Tidak turun, nir pula naik. Untuk mengurangi ketegangannya, kucari ujung puting Naralita menggunakan mulutku. Meski agak membungkuk, aku  bisa mencapainya. Naralita sedikit berkurang ketegangannya. Beberapa waktu lalu dia memintaku memulai aktivitas. Kugerakkan penisku yg hanya separuh jalan, turun naik dan Naralita mulai tampak menikmatinya. Pergerakan konstan itu kupertahankan cukup usang. Makin usang tusukanku makin dalam. Naralita pasrah & nir sebuas tersebut.
Ia menikmati irama keluar masuk di liang kemaluannya yang mulai basah dan mengalirkan cairan pelicin. Naralita mulai bangkit gairahnya menggelinjang & melenguh dan dalam akhirnya menjerit lirih, “Uuuhh.. Mas.. Uhh.. Enaakk.. Enaakk.. Terus.. Aduh.. Ya ampun enaknya..” Naralita melemas & terkulai. Kucabut penisku yang masih keras, kubersihkan dengan bajuku. Aku duduk di samping Naralita yang terkulai.
“Naralita, kenapa kamu?”
“Lemas, Mas. Kamu amat perkasa.”
“Kamu pula liar.”
https://goo.gl/eNkQDB
Naralita memang tak jarang herbi laki-laki . Namun belum ada yg berhasil menembus keperawanannya karena selaput daranya amat tebal.

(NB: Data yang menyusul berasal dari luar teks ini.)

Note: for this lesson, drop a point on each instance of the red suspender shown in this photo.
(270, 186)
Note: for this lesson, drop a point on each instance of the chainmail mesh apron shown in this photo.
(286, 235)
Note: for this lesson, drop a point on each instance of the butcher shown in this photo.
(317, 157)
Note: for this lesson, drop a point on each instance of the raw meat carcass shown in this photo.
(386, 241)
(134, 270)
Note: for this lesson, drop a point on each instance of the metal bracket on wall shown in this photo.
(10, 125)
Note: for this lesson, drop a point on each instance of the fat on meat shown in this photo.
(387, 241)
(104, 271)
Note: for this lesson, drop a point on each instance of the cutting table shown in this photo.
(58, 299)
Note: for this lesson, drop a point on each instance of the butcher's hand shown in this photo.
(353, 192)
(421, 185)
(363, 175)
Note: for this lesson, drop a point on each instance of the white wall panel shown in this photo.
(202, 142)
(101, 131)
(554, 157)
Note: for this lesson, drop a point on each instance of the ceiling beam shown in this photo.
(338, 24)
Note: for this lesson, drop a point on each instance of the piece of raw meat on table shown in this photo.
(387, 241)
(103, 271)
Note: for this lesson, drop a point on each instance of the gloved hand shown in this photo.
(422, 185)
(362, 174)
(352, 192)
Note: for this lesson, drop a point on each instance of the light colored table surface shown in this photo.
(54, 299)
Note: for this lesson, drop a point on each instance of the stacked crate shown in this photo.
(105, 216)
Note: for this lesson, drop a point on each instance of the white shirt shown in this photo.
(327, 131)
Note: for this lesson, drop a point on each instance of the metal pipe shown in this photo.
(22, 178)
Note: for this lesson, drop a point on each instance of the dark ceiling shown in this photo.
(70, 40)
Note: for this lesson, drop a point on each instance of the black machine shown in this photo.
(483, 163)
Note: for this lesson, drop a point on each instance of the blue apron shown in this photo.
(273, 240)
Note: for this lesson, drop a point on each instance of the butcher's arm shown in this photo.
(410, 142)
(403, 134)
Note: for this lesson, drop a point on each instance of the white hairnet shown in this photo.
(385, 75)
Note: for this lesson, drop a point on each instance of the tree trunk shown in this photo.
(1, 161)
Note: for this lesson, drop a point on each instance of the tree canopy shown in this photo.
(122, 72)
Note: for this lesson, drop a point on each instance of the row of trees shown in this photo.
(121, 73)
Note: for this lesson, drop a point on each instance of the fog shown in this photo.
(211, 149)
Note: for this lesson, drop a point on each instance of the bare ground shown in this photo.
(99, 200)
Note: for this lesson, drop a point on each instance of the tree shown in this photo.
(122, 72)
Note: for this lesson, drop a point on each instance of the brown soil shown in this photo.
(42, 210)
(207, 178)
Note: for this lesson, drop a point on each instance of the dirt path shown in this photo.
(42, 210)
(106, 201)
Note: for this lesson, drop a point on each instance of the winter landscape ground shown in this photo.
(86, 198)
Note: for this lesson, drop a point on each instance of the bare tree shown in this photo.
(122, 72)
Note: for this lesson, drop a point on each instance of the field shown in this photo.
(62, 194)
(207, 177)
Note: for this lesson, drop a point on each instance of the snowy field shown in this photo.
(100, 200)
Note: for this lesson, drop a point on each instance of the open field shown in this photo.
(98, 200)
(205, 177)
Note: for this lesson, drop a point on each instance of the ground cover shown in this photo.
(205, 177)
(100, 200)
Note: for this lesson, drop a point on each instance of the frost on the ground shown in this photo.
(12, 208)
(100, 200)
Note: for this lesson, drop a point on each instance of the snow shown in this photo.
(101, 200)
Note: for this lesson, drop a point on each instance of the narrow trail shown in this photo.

Tetapi perkiraanku, para lelaki akan takluk oleh garangnya Naralita mengajak senggama tanpa pemanasan yg cukup. Gila memang anak itu, cepat panas. Sejak insiden itu, Naralita selalu ingin mengulanginya. Tetapi aku  selalu menghindar. Hanya sekali peristiwa itu kami ulangi di sebuah hotel sepanjang hari. Naralita saat itu kesetanan dan kuladeni kemauannya dengan segala gaya. Naralita mengaku puas.
Setelah lulus, Naralita menikah dan tinggal pada Palembang. Sejak itu nir ada kabarnya. Dan, ketika pulang ke Yogya beserta anaknya, saya berjumpa di tempat tinggal   bude.
“Mas Danu, mau nyoba lagi?” bisiknya lirih.
Aku hanya mengangguk.
“Masih gede juga?” tanyanya menggoda.
“Ya, tambah gede dong.”
Dan malamnya, saya menyambangi pada hotel tempatnya menginap. Pertarungan pun pulang terjadi dalam posisi sama-sama telah matang.
“Mas Danu, Mbak Tari sudah mampu digunakan belum?” tanyanya.
“Belum, dokter melarangnya,” kataku berbohong.
Dan, Naralita pun malam itu mencoba melayaniku hingga kami sama-sama terpuaskan.

Tidak ada komentar:

Posting Komentar

Catatan: Hanya anggota dari blog ini yang dapat mengirim komentar.